The best treatment for the cure of severe aplastic anemia is allogeneic hematopoietic stem cell transplantation donated from siblings with a histocompatibility antigen (HLA) match. However, there is only a 25 percent chance of finding a sibling donor with an HLA match.
As an alternative, hospitals perform transplantation from unrelated donors with HLA matching, but this has also proven difficult to find a suitable donor.
Against this backdrop, the Center for Aplastic Anemia in the Blood Hospital of St. Mary's Hospital of the Catholic University of Korea has received significant attention from the academic community as it has continuously succeeded in hematopoietic stem cell transplantation with family members that do not have an HLA match.
Until now, HLA inconsistent blood transplantation has had a low success rate due to high complications such as engraftment failure and graft versus host reaction.
Thirty-four patients who underwent HLA mismatched blood transplantation at Seoul St. Mary’s Blood Hospital succeeded in receiving the operation. Recently, the hospital has increased the survival rate by controlling the amount of whole-body radiation and immunosuppressive agents administered before transplant.
The new method increased the two-year survivability to 91.7 percent, which is a drastic increase from conventional HLA match operation’s 70 percent. Also, the hospital’s results showed superiority to other countries such as the U.S. and China which reported 65 to 85 percent survival rate, respectively.
The hospital expects that its new method will give hope to patients with aplastic anemia as it can easily obtain donations from HLA-incompatible families.

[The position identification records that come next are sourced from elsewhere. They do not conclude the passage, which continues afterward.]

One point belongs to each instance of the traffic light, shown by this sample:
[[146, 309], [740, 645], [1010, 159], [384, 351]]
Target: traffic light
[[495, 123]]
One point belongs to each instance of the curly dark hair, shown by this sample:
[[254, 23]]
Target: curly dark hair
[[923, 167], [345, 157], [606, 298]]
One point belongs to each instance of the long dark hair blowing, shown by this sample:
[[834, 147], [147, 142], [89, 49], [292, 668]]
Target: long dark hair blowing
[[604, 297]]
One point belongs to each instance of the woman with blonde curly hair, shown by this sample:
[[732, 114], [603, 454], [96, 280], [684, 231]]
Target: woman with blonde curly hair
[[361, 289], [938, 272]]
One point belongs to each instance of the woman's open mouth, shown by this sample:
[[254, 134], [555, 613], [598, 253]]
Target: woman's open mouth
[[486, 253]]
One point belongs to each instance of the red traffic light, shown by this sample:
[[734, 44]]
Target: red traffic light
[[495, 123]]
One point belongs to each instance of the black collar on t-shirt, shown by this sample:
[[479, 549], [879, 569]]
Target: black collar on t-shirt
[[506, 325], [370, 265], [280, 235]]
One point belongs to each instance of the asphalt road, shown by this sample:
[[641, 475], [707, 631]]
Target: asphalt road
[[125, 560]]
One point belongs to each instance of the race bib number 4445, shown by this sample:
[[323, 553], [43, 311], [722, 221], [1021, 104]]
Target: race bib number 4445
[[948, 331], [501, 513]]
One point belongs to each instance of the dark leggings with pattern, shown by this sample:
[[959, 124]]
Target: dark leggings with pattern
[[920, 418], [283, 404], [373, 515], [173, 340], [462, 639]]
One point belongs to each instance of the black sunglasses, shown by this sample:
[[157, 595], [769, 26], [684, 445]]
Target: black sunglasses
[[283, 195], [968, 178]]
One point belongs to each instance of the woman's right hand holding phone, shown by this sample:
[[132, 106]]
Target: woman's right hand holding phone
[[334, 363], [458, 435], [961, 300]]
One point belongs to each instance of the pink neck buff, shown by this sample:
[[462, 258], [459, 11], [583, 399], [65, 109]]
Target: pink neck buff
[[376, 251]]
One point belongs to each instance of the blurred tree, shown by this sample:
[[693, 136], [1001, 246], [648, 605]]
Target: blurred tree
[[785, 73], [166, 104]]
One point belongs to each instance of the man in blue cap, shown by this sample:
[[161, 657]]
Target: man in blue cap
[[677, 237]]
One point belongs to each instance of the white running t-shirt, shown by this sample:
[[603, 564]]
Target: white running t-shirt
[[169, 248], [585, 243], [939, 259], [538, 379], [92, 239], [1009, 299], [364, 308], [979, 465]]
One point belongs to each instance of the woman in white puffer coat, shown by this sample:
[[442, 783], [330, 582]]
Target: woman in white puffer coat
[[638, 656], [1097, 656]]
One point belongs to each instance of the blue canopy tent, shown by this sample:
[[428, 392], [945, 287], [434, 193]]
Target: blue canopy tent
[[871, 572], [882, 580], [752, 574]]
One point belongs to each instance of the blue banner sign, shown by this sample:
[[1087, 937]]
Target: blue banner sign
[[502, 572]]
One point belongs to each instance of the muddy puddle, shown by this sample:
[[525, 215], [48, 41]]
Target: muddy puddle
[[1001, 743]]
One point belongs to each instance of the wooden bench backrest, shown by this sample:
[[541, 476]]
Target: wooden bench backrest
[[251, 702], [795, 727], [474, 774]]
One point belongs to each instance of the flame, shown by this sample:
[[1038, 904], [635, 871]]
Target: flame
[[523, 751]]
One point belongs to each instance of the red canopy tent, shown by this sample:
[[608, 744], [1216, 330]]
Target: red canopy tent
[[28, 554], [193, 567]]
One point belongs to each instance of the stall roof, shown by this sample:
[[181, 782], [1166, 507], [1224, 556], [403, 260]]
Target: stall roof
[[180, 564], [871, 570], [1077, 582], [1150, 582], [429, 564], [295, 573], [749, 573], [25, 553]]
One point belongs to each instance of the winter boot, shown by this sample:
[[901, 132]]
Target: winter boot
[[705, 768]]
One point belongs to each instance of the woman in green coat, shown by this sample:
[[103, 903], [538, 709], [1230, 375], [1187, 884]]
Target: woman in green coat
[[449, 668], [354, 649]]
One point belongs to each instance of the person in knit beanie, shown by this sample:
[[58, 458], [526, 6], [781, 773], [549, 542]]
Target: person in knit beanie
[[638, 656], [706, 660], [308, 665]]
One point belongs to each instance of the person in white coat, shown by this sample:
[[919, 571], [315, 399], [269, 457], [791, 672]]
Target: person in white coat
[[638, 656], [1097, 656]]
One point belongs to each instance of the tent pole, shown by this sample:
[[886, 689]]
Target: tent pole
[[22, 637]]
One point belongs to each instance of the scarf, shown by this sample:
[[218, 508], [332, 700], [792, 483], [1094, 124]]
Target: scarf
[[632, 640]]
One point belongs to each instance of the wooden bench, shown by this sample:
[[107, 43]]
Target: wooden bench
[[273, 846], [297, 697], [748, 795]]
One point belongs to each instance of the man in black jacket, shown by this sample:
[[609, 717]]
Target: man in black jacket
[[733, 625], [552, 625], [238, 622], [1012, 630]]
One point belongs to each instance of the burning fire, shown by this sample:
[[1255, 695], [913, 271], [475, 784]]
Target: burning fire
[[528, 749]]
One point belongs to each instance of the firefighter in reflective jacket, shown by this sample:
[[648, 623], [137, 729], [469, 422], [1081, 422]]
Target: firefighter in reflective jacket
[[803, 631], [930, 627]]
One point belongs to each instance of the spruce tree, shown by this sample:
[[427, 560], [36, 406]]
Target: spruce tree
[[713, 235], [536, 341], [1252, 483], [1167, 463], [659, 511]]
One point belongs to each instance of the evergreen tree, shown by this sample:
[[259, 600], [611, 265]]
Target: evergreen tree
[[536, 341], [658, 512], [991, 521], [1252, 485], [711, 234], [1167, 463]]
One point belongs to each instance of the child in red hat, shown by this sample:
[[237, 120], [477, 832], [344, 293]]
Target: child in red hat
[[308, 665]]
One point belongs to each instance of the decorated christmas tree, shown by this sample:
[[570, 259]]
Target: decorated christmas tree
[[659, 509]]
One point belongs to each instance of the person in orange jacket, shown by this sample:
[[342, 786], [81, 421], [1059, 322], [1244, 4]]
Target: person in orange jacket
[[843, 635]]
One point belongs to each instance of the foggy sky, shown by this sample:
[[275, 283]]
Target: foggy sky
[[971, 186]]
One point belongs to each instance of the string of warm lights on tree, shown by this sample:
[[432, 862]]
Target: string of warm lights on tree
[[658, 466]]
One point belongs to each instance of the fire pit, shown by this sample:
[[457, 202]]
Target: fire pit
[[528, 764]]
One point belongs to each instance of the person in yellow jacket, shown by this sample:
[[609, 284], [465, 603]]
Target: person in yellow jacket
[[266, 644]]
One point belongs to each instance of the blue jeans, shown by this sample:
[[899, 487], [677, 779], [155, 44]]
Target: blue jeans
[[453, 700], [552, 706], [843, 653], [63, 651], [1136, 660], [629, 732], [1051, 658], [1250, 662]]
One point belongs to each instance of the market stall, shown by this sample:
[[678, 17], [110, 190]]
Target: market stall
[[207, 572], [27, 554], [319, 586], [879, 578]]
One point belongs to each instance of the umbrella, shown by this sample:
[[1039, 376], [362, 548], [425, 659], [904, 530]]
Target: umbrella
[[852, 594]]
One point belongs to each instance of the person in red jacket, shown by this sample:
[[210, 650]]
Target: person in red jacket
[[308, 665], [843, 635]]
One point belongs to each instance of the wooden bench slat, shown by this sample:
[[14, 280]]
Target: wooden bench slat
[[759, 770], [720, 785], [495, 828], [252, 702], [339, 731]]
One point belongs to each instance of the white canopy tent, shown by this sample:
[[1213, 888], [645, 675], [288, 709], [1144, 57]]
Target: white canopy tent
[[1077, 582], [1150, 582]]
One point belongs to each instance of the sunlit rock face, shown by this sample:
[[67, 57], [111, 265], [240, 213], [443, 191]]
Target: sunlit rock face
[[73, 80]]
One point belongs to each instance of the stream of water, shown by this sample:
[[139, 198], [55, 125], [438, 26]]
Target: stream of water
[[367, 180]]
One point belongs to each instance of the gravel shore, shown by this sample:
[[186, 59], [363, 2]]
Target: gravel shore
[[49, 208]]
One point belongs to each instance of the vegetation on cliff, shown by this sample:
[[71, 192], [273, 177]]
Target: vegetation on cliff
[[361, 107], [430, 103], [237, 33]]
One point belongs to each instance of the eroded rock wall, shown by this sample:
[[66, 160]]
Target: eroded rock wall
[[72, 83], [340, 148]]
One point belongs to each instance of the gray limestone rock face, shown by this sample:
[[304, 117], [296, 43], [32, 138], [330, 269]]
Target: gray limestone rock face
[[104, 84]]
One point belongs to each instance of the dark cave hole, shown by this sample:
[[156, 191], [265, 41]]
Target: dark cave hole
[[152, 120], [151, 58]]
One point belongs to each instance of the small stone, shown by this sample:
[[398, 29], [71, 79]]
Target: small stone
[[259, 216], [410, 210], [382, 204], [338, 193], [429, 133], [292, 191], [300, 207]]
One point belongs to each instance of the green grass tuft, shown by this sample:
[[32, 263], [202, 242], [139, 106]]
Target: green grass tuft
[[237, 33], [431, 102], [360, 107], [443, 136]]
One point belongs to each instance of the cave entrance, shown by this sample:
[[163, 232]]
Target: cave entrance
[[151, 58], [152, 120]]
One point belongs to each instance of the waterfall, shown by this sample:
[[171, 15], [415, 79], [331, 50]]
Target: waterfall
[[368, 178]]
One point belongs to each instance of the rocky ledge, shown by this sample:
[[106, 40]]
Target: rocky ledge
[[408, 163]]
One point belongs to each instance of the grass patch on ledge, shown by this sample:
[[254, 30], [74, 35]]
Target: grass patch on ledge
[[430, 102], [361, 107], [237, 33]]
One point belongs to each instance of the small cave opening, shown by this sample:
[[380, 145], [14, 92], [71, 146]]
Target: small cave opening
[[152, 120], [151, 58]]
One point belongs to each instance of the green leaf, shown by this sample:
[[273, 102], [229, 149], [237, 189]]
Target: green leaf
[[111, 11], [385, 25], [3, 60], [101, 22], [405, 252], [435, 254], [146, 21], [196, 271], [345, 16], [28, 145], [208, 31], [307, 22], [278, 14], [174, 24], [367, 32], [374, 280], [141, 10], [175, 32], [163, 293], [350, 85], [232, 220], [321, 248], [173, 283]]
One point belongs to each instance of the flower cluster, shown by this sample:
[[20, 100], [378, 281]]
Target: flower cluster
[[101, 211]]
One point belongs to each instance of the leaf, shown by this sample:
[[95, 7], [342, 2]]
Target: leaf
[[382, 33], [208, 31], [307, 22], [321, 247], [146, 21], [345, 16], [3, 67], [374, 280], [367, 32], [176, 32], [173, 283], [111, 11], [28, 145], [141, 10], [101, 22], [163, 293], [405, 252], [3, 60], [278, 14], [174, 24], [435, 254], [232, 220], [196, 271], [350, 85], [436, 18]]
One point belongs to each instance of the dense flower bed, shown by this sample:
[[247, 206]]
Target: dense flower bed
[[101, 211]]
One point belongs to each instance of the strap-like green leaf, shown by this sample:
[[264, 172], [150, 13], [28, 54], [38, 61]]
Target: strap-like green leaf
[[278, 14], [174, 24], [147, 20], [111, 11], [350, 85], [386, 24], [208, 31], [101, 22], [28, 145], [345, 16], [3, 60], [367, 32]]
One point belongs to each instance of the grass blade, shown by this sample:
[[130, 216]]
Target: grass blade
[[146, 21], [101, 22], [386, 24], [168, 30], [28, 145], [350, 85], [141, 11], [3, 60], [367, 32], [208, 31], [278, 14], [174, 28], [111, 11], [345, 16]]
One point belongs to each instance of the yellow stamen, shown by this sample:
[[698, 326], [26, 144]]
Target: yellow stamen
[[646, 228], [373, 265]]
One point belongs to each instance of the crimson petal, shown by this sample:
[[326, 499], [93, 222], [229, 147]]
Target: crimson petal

“As nuclear families increase, there is also a growth in the incidence of hematopoietic stem cell transplantation that does not have an HLA match,” said Professor Lee Jong-wook, president of the Korean Society of Blood and Marrow Transplantation.
As the development of high-risk grafting techniques has resulted in an increase in transplantation and success rates in patients with elderly or other underlying diseases, the hospital plans to continuously develop methods related to hematopoietic stem cell transplantation therapies so it can improve the quality of life after transplantation, Lee added.
American Journal of Hematology published the result of the study.